Прибился он к нашему местечку бог знает откуда, нанял хату и еле влез туда с множеством старших и младших домочадцев, а работал то дрогомистшем, то налоговым секвестратором, всюду одинаково злобный. Особенно ж тогда, когда и такой, более или менее постоянной работы не было и он отирался на почте, в комнате для посетителей, ждал, чтоб кому-нибудь что-нибудь подписать, заполнить, дать совет. Не за так, конечно. На столике были у него свои чернильница и ручка. Других, казенных, в такие дни на столе не было.

Дважды пришлось мне встретиться с характером Вершинина.

Подростком, на шарварке, когда я не совсем так, как надо было или как хотелось пану дрогомистшу, отглаживал лопатой откос дороги. За всю жизнь никто не ругал меня так мерзко, даже потом в панском войске, где я был уже все-таки взрослый, не вчерашнее дитя.

Вторая встреча со злобой штабс-капитана состоялась на почте, лет через пять после того шарварка. Что-то мне надо было исправить в адресе, как сказал из оконца почтарь, и я обратился к Вершинину нарочно по-польски: «Може ми пан на хвилечкэ позволи?» И показал на ручку на столе, даже и пояснив, что свою самописку забыл дома. Как он глянул на меня из-под шляпы! Ругаться здесь не мог, вся та черная, гнойная ругань была в его глазах, губы под усиками скривились в ядовитой усмешке, и он приглушенно по-русски прошипел:

— Вы что, за дурачка меня принимаете?

Я замахнулся на его хлеб.

И вот однажды, уже на другом шарварке, который в ту осень отбывали в самом местечке, пан дрогомистш хотел наброситься на Грамузду. Что и едет медленно, и гравия на возу мало. Так и начал. Но бывший кавалерист не растерялся, как я когда-то.

— А вы напрасно так, ваше высокоблагородие, — прервал он Вершинина. — Нельзя мне. Лошадь-то жеребая.

Сказано это было с такой серьезностью и уважением, что в сезонном надсмотрщике, не заподозрившем иронии, проснулся бывший пехотный офицер, который заметно растерялся.

— Как так жеребая?

— Да так, обыкновенно.
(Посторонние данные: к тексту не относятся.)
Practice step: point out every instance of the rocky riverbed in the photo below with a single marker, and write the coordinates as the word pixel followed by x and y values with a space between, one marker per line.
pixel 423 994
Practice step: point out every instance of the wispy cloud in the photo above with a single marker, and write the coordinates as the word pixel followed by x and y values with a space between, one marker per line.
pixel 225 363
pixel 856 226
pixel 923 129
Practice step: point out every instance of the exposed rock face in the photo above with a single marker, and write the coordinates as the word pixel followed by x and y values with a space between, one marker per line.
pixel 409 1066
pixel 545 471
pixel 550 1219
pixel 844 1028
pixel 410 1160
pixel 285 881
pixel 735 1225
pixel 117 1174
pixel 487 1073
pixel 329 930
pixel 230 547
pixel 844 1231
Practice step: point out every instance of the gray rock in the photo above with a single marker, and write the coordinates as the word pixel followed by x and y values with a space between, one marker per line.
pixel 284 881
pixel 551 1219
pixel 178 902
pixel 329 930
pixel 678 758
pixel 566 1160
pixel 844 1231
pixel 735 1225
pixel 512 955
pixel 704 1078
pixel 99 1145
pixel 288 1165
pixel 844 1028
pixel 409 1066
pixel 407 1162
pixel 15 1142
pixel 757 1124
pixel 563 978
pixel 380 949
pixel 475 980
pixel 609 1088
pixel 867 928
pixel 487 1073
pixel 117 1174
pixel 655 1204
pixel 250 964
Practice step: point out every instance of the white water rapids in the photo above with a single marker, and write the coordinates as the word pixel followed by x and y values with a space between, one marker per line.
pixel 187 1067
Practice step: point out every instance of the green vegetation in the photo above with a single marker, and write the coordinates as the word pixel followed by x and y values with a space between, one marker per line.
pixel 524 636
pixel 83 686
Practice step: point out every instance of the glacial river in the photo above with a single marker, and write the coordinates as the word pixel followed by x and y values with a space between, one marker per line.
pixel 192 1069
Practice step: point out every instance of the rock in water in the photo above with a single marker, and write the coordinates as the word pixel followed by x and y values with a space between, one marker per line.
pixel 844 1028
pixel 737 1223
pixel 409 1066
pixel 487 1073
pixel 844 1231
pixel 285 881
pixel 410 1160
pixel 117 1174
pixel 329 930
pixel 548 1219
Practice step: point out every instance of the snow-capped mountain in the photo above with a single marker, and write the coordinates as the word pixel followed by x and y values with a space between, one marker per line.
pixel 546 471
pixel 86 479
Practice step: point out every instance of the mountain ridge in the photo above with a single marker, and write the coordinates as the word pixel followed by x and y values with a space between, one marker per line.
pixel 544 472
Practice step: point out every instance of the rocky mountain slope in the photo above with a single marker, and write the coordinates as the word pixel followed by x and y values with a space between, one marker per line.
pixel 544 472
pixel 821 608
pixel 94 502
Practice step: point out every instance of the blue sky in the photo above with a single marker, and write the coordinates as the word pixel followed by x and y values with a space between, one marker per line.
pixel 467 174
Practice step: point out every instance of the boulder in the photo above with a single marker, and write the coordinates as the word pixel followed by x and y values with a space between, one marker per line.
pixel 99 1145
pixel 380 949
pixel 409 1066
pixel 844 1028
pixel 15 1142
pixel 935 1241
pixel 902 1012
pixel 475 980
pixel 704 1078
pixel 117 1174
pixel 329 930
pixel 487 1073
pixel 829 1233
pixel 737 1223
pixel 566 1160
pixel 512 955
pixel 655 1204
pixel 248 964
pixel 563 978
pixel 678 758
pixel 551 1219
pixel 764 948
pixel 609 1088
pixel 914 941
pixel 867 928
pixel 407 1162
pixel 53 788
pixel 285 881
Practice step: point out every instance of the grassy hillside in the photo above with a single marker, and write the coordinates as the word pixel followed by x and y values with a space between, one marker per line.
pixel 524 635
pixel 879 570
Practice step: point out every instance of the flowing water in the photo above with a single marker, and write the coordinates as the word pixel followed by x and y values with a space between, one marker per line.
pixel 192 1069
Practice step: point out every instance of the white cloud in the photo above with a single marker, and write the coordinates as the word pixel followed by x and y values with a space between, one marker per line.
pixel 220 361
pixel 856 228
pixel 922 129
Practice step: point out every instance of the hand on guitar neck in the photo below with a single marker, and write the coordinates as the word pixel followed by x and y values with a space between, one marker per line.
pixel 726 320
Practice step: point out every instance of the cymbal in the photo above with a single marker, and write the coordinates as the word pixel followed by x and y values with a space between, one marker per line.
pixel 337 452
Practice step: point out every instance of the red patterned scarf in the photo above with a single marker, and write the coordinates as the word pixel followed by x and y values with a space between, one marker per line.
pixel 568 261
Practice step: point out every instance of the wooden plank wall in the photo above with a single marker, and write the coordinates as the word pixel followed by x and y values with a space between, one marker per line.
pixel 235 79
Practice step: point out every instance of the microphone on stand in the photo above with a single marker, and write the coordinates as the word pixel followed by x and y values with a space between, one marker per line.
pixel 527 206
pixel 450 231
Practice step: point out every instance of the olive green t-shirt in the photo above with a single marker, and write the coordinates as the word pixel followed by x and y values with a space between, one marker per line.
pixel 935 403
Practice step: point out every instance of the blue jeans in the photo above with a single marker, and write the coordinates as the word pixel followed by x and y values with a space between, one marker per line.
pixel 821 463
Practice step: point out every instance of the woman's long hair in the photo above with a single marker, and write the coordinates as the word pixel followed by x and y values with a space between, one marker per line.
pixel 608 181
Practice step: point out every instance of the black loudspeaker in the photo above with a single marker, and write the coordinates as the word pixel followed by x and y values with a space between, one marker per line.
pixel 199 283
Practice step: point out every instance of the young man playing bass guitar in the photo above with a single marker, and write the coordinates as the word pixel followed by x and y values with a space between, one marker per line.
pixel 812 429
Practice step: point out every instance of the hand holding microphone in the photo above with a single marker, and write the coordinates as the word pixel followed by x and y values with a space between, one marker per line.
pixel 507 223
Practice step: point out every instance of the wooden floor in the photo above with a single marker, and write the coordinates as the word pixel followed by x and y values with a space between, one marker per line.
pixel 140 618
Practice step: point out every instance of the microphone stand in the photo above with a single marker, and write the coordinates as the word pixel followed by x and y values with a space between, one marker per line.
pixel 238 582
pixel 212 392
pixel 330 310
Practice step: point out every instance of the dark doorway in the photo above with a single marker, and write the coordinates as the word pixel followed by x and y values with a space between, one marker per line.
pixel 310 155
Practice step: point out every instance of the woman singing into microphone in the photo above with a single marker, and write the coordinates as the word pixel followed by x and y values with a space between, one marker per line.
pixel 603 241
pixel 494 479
Вон Осечка…

— Что еще за осечка?

— Да Костя Осечка. Ему не впервой…

Шарварковцы были в основном из Нижних Байдунов, и пешие, с лопатами, и возчики. Вокруг дрогомистша, кто ближе, начали хохотать. Потому что совсем недавно заговорили про Осечку — как будто это от него потолстели сразу две старые девки, одна в Плёхове, а другая в Хлюпичах. И надо ж было в придачу, чтобы как раз тогда, когда Грамузда оправдывался, сам наш Костя Осечка, «Дай я ахну», вечно веселый кавалер, показался из-за поворота местечковой улицы. Сидел на возу, надуто подвязанный платком: зубы ехал лечить или заговаривать…

А все же «высокоблагородие» по нашему хохоту так и не догадался, что Сивка мерин, и он так и ездил до вечера с меньшей нагрузкой.